Breathy, Resonant, Pressed - Automatic Detection Of Phonation Mode From Audio Recordings of Singing
------------------------------------------------------------------------
by Polina Proutskova, Christophe Rhodes, Tim Crawford, Geraint Wiggins
**How to reproduce experiment results**
Paper citation:
Proutskova, P., Rhodes, C., Crawford, T., and Wiggins, G. (2013 in press). Breathy, resonant, pressed - automatic detection of phonation mode from audio recordings of singing. *Journal of New Music Research, special issue on Computational Ethnomusicology*
For the details of the dataset please refer to
[this project][1]
as well as to the [ISMIR paper][2]:
Proutskova, P., Rhodes, C., Wiggins, G., and Crawford, T. (2012). Breathy or resonant – a controlled and curated dataset for phonation mode detection in singing. In *Proceedings of the 13th International Society for Music Information Retrieval Conference (ISMIR 2012)*.

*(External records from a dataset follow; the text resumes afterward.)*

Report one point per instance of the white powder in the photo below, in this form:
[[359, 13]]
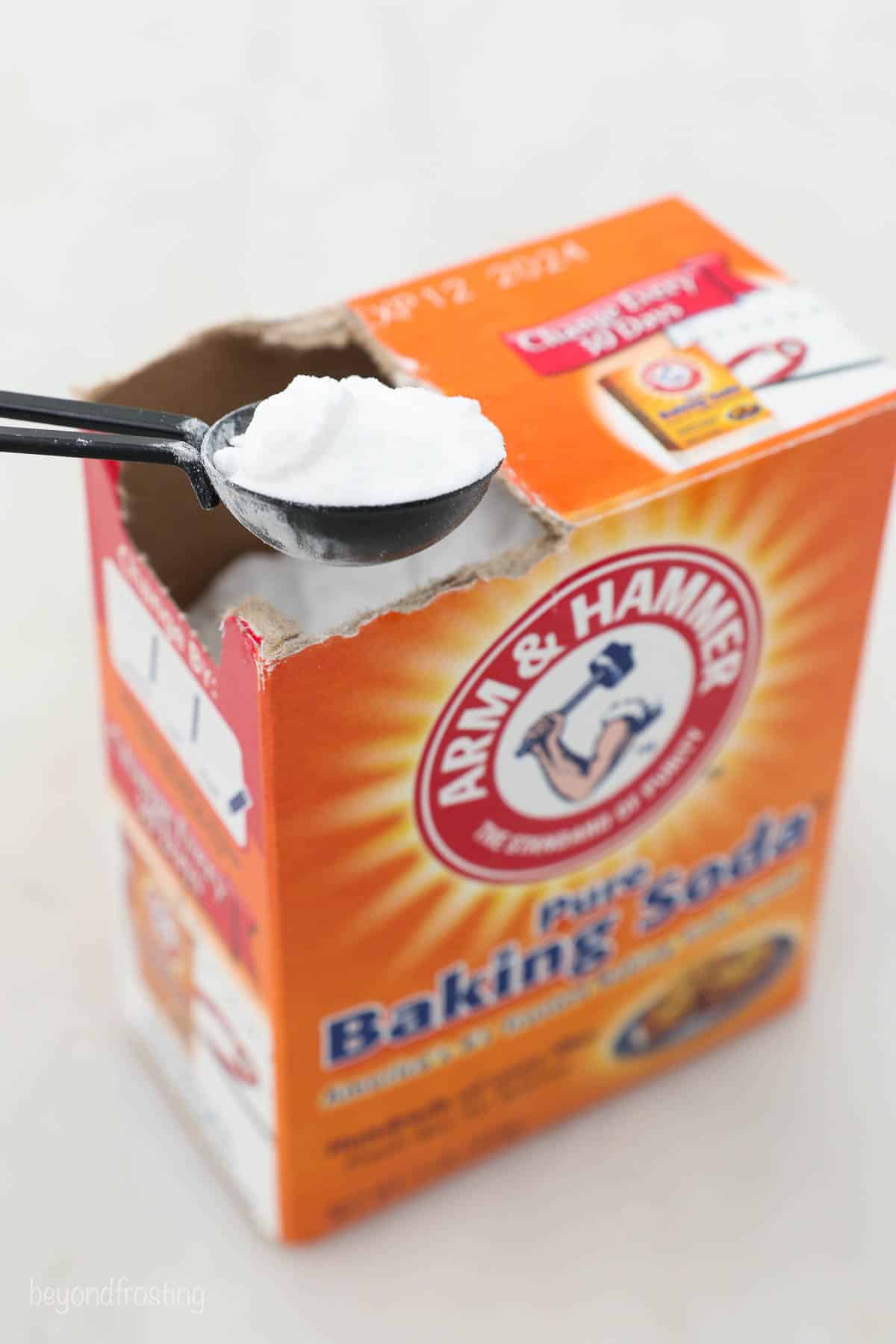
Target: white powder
[[321, 597], [356, 441]]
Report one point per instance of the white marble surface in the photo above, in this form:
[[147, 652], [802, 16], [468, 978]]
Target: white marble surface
[[171, 166]]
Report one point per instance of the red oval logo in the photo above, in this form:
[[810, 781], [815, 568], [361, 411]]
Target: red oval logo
[[590, 715]]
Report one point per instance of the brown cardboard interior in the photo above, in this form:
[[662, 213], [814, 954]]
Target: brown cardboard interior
[[207, 376]]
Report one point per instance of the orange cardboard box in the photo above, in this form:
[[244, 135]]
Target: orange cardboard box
[[403, 893]]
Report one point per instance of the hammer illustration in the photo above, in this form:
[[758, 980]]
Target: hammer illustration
[[606, 670]]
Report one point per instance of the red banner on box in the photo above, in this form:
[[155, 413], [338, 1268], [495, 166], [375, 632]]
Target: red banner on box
[[629, 315]]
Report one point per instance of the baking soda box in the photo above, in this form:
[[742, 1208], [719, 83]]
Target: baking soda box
[[398, 893]]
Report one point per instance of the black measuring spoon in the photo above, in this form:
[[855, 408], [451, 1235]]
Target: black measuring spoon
[[351, 534]]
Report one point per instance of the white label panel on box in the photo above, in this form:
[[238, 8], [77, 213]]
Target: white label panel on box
[[179, 707]]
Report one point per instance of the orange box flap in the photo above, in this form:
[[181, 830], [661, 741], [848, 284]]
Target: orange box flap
[[626, 356]]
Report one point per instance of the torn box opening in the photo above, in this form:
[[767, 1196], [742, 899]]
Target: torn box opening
[[213, 566]]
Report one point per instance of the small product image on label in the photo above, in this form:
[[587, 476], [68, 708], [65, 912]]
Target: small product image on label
[[706, 995], [590, 715], [687, 398]]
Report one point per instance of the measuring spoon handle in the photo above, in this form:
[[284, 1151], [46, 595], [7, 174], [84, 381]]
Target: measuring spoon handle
[[113, 448], [127, 420]]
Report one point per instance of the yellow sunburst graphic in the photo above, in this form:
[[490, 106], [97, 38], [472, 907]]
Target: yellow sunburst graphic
[[780, 524]]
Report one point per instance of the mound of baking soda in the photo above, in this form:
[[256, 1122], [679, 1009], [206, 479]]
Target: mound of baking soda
[[356, 441]]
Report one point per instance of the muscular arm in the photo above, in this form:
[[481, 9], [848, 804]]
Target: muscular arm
[[573, 776]]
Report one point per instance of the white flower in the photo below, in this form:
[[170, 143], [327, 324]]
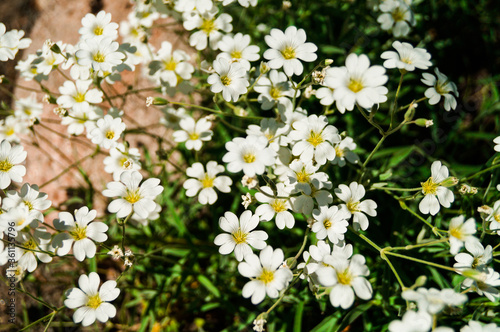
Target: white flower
[[275, 206], [229, 78], [357, 82], [121, 159], [315, 139], [98, 25], [241, 234], [204, 182], [209, 26], [139, 199], [343, 151], [238, 49], [330, 222], [475, 326], [436, 194], [26, 254], [10, 42], [78, 93], [173, 65], [345, 277], [440, 86], [287, 49], [267, 274], [407, 57], [432, 300], [275, 91], [352, 197], [10, 158], [30, 196], [497, 142], [100, 53], [412, 322], [107, 132], [92, 302], [397, 16], [193, 132], [79, 230], [462, 232], [249, 154]]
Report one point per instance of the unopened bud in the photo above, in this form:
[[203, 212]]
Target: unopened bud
[[264, 68], [449, 181], [424, 122]]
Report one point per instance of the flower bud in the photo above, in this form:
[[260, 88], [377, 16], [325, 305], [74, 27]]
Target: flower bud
[[424, 122]]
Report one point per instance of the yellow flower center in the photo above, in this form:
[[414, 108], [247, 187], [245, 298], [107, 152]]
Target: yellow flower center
[[288, 53], [302, 176], [110, 134], [207, 26], [266, 276], [279, 205], [94, 301], [353, 206], [235, 54], [249, 158], [5, 165], [225, 80], [275, 92], [207, 181], [345, 277], [98, 31], [132, 196], [239, 236], [170, 64], [79, 233], [355, 85], [327, 223], [398, 15], [315, 138], [429, 187], [79, 98], [194, 136], [99, 57]]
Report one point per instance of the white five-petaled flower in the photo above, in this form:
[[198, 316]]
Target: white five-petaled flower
[[440, 85], [267, 273], [74, 93], [240, 234], [315, 139], [345, 277], [435, 193], [407, 57], [249, 154], [330, 222], [107, 131], [100, 53], [287, 49], [462, 232], [229, 78], [10, 158], [278, 206], [354, 206], [80, 230], [92, 302], [205, 182], [194, 133], [238, 49], [133, 197], [357, 83]]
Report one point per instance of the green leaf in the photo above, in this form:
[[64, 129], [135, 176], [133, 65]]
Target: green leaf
[[208, 285]]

To reproduce the experiment you will need Matlab (we used version R2009aSV)
Please follow these steps:
1. [Download][3] the dataset
2. [Download][4] the Matlab code
This Matlab package contains the code of [TKK Aparat][5] by Matti Airas
as well as our functions allowing for batch processing with TKK Aparat, grid searches described in the paper as well as plotting. We have included the TKK Aparat code we used in this package to ensure the version compatibility.
3. Set paths:
- include the location of the downloaded Matlab code in your Matlab path
- create a folder in which experiment logs and results will be stored
- in the downloaded Matlab package go to the folder “PP”. In the script “vowels_experiment_all.m” set the path to the new folder in “path_experiment” right after the global declarations.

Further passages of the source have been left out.